Ливень, грохот ненастья, яростные порывы ветра — органическая стихия той, к которой обращены эти строки, она словно руководит невидимым природным оркестром, в котором солируют духовые и ударные. Ее сыновья спят спокойно, пока сама она, заливая потоком дождя кипящую парусину деревьев, кашеварит на вселенской кухне. Что же такое внезапно открывается герою этого стихотворения, проснувшемуся от нестерпимого грохота грозы? Ровно такую же метафору внезапного озарения Пастернак уже однажды использовал в стихотворении «Гроза, моментальная навек», когда писал о своем чувстве к Елене Виноград:
Открывшееся тогда было катастрофическим осознанием конца романа, продолжения которого не желала героиня книги.
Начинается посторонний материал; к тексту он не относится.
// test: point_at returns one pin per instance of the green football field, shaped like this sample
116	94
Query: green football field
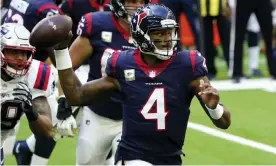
253	119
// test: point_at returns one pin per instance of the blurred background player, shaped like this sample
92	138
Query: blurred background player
76	9
100	33
253	38
189	7
242	12
143	76
25	85
4	9
215	11
29	13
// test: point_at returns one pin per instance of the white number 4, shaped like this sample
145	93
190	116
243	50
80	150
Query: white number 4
157	97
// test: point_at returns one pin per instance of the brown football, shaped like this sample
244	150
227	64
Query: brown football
50	31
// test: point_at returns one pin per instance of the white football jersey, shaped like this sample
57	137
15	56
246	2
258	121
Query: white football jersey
40	80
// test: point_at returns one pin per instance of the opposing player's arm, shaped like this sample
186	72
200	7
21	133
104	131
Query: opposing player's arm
81	48
43	123
92	92
95	91
207	95
43	11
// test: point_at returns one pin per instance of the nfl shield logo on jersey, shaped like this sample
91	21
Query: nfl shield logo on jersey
129	74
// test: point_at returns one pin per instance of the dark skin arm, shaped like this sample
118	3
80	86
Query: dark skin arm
92	92
43	124
79	51
207	95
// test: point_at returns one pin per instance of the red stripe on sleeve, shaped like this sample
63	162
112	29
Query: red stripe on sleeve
47	78
114	60
193	59
88	18
39	75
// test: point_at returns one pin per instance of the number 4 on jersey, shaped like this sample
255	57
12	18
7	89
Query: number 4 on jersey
157	97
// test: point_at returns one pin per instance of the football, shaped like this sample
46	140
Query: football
50	31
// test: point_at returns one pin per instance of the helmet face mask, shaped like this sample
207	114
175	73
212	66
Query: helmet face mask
126	8
16	52
154	31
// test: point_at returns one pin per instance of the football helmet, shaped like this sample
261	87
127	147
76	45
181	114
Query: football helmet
150	18
119	8
15	37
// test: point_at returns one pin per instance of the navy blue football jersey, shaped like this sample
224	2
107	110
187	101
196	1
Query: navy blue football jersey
29	13
105	35
77	8
156	104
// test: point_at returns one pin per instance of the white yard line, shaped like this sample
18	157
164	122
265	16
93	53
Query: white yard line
232	138
246	84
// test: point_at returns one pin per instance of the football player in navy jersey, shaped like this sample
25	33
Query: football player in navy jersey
77	8
156	84
100	33
35	150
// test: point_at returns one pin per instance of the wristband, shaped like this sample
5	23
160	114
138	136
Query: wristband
63	60
31	115
217	112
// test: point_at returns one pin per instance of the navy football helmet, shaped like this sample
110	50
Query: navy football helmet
150	18
119	8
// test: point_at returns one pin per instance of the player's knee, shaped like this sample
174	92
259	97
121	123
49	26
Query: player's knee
44	146
83	153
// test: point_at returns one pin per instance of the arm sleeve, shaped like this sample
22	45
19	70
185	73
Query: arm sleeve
112	65
41	79
198	64
85	25
47	10
66	7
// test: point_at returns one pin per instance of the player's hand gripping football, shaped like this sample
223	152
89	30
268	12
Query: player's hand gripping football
64	44
209	95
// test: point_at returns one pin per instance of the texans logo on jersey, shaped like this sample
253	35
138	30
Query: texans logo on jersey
137	19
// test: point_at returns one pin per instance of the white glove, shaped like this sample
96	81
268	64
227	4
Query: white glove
66	127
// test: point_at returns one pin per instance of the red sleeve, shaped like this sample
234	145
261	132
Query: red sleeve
193	59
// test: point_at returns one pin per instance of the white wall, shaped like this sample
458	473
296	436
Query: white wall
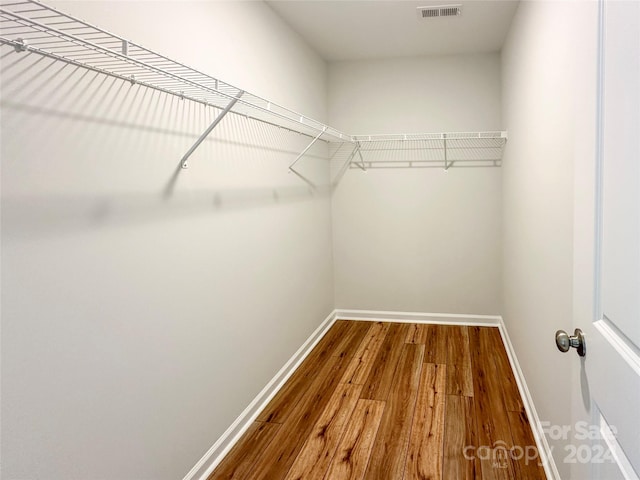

Теперь же новая вспышка молнии вдруг делает очевидной для поэта единственную истинную ценность его существования: «я на земле, где вы живете».
Свою любовь к Зинаиде Николаевне Пастернак осознал именно в Ирпене, где имел возможность близко наблюдать семейный быт Нейгаузов. Его восхищала легкость, с которой жена друга вела большое и сложное хозяйство: всегда накрахмаленное белье, всегда приготовленный обед, двое мальчиков, и при этом — дух творческой активности, никогда не покидающий этот дом. Зинаида Николаевна сама хорошо играла на рояле, переходя к нему от кастрюль и утюга с неподражаемыми, как казалось Пастернаку, ловкостью и простотой. Впоследствии она вспоминала, как Борис Леонидович пытался помочь ей в хозяйстве: «Я была сконфужена, когда Пастернак тащил ко мне вязанки хвороста. Я уговаривала его бросить, и он спросил: “Вам стыдно?” Я ответила: “Да, пожалуй”. Тут он мне прочел целую лекцию. Он говорил, что поэтическая натура должна любить повседневный быт и что в этом быту всегда можно найти поэтическую прелесть. По его наблюдениям, я это хорошо понимаю, так как могу от рояля перейти к кастрюлям, которые у меня, как он выразился, дышат настоящей поэзией».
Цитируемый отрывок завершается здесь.